Моня несколько подумал… И сказал заковыристо:
– Мне приснилось, что я нашел десять тысяч рублей в портфеле.
– Подь ты к лешему! – Старуха усмехнулась, помолчала и спросила: – Ну, и что бы ты с имя стал делать?
– Что?.. А ты что?
– Я тебя спрашиваю.
– Хм… Нет, а вот ты чего бы стала делать? Чего тебе, например, надо?
– Мне ничего не надо. Может, дом бы перебрать…
– Лучше уж новый срубить. Чего тут перебирать – гнилье трясти.
Бабка вздохнула. Долго молчала.
– Гнилье-то гнилье… А уж я доживу тут. Немного уж осталось. Я уж все продумала, как меня отсюда выносить будут.
– Начинается! – недовольно сказал Моня.
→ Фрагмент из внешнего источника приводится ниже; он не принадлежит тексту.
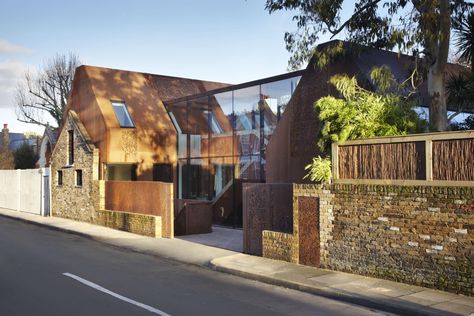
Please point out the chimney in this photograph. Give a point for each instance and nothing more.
(5, 137)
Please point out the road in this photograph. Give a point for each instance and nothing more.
(46, 272)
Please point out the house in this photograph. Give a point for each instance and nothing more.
(6, 155)
(48, 141)
(10, 142)
(206, 138)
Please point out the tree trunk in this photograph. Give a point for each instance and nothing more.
(437, 47)
(437, 99)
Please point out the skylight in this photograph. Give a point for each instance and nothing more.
(122, 114)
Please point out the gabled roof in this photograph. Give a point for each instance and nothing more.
(16, 140)
(142, 93)
(401, 65)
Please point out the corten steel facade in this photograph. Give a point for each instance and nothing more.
(222, 140)
(208, 138)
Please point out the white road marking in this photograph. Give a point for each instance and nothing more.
(120, 297)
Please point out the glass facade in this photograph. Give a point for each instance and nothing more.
(222, 138)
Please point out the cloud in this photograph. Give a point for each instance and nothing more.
(11, 72)
(9, 48)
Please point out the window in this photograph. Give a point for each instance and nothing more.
(122, 114)
(79, 178)
(213, 123)
(60, 177)
(162, 172)
(70, 140)
(122, 172)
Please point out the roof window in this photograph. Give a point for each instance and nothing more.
(122, 114)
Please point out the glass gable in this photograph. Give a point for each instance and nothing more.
(222, 138)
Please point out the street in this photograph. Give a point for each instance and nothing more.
(46, 272)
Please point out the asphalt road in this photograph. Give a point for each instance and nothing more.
(45, 272)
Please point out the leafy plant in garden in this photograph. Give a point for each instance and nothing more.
(361, 113)
(319, 170)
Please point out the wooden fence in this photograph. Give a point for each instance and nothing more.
(446, 157)
(143, 197)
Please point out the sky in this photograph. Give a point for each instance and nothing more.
(231, 41)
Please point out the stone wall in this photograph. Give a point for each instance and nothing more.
(422, 235)
(69, 200)
(141, 224)
(86, 203)
(279, 246)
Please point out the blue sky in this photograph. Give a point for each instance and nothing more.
(230, 41)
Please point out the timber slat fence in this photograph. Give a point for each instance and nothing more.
(411, 159)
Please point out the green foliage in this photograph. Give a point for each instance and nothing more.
(407, 25)
(460, 89)
(463, 26)
(362, 114)
(467, 124)
(319, 170)
(25, 157)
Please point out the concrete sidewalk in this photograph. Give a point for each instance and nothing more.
(369, 292)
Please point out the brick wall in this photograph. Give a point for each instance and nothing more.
(279, 246)
(422, 235)
(141, 224)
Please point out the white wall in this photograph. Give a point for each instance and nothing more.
(22, 190)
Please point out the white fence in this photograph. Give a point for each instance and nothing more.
(25, 190)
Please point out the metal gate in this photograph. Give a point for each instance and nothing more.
(46, 192)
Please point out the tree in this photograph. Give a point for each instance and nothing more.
(460, 89)
(47, 91)
(463, 26)
(362, 113)
(467, 124)
(419, 26)
(25, 157)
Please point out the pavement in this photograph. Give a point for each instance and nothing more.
(373, 293)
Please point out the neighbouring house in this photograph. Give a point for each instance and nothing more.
(7, 161)
(48, 141)
(13, 141)
(203, 138)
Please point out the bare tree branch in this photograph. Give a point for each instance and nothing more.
(46, 93)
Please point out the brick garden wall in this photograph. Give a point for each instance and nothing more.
(422, 235)
(141, 224)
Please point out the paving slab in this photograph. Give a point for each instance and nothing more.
(374, 293)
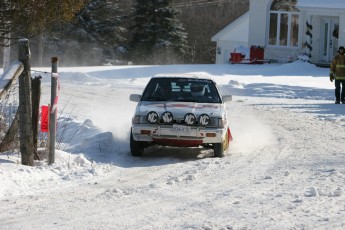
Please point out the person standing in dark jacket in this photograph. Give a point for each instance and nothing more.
(337, 73)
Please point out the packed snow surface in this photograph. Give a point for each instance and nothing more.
(283, 170)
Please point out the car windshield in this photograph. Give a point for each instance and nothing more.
(181, 89)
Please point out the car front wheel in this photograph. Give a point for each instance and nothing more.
(137, 148)
(220, 148)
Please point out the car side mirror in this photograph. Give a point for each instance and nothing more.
(227, 98)
(135, 97)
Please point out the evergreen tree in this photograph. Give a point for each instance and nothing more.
(95, 36)
(157, 35)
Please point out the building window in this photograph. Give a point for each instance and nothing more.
(284, 23)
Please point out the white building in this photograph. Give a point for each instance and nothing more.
(287, 29)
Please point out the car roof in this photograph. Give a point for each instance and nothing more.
(184, 75)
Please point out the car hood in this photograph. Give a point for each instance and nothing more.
(180, 109)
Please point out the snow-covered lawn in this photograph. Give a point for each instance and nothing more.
(284, 169)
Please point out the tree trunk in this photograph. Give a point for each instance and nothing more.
(25, 107)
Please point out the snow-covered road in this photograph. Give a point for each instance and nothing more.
(284, 171)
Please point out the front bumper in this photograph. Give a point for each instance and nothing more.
(178, 135)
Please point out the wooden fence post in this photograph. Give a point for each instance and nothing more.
(36, 96)
(53, 113)
(25, 113)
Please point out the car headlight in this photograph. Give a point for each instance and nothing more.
(136, 119)
(218, 122)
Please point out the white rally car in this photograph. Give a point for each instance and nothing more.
(180, 110)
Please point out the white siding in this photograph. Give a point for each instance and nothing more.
(257, 22)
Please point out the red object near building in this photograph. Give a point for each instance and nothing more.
(257, 54)
(235, 57)
(44, 118)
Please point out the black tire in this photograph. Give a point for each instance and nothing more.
(137, 148)
(220, 148)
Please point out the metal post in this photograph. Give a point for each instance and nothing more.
(53, 113)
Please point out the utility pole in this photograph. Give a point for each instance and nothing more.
(53, 111)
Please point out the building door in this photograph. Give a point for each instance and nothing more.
(328, 38)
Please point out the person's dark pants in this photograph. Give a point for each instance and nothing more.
(339, 90)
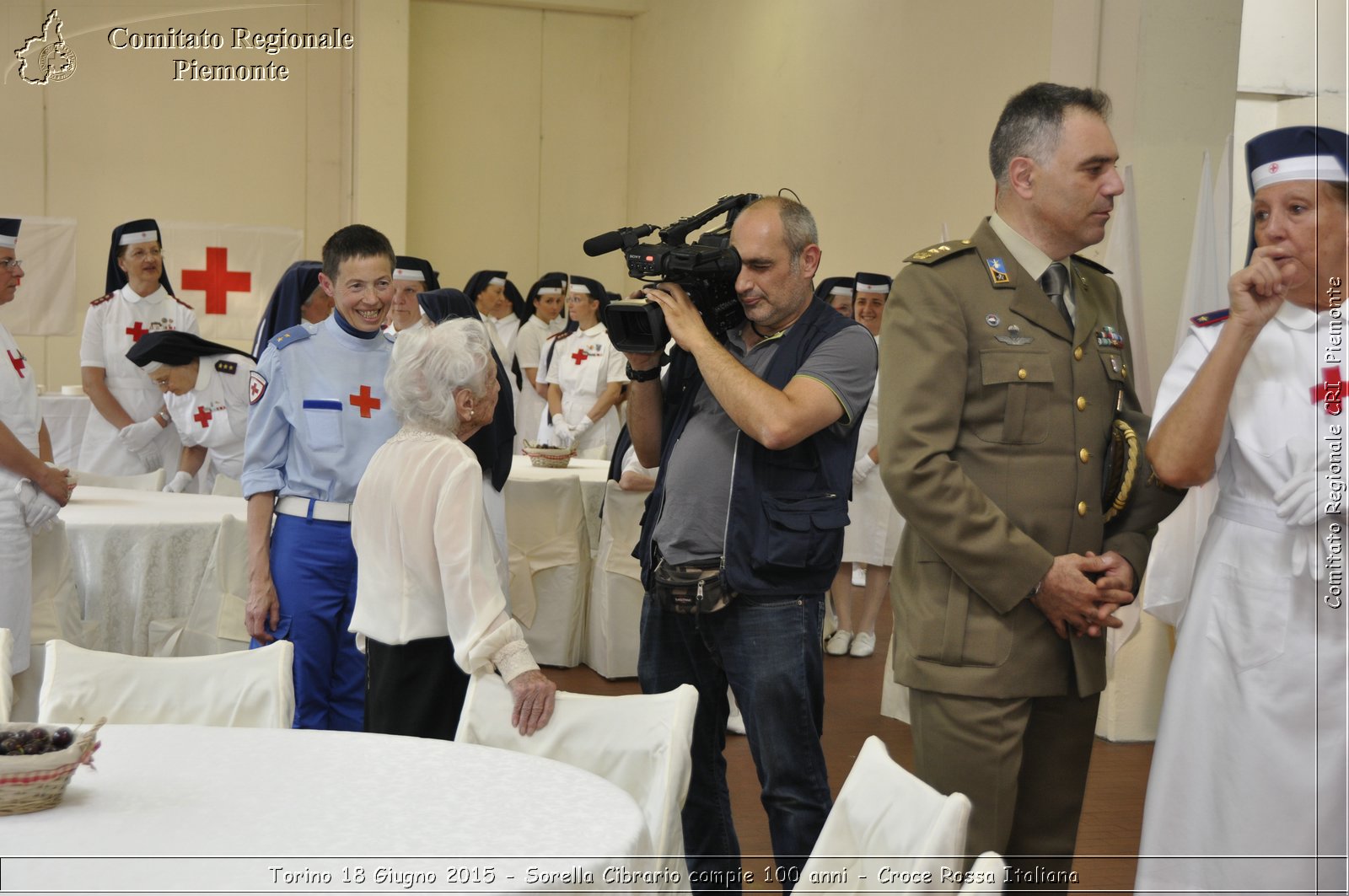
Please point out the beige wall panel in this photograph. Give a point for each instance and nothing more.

Он тоже любил бабку, хоть, может, не очень это сознавал, но одно в ней раздражало Моню: разговоры о предстоящей смерти. Да добро бы немощью, хилостью они порождались, обреченностью – нет же, бабка очень хотела жить, смерть ненавидела, но притворно строила перед ней, перед смертью, покорную фигуру. – Чего ты опять?
Умная старуха поддельно-скорбно усмехнулась.
– А чего же? Что я, два века жить буду? Приде-от, матушка…
– Ну и… придет – значит, придет: чего об этом говорить раньше время?
Но говорить старухе об этом хотелось, жаль только, что Мотька не терпит таких разговоров. Она любила с ним говорить. Она считала, что он умный парень, удивительно только, что в селе так не думают.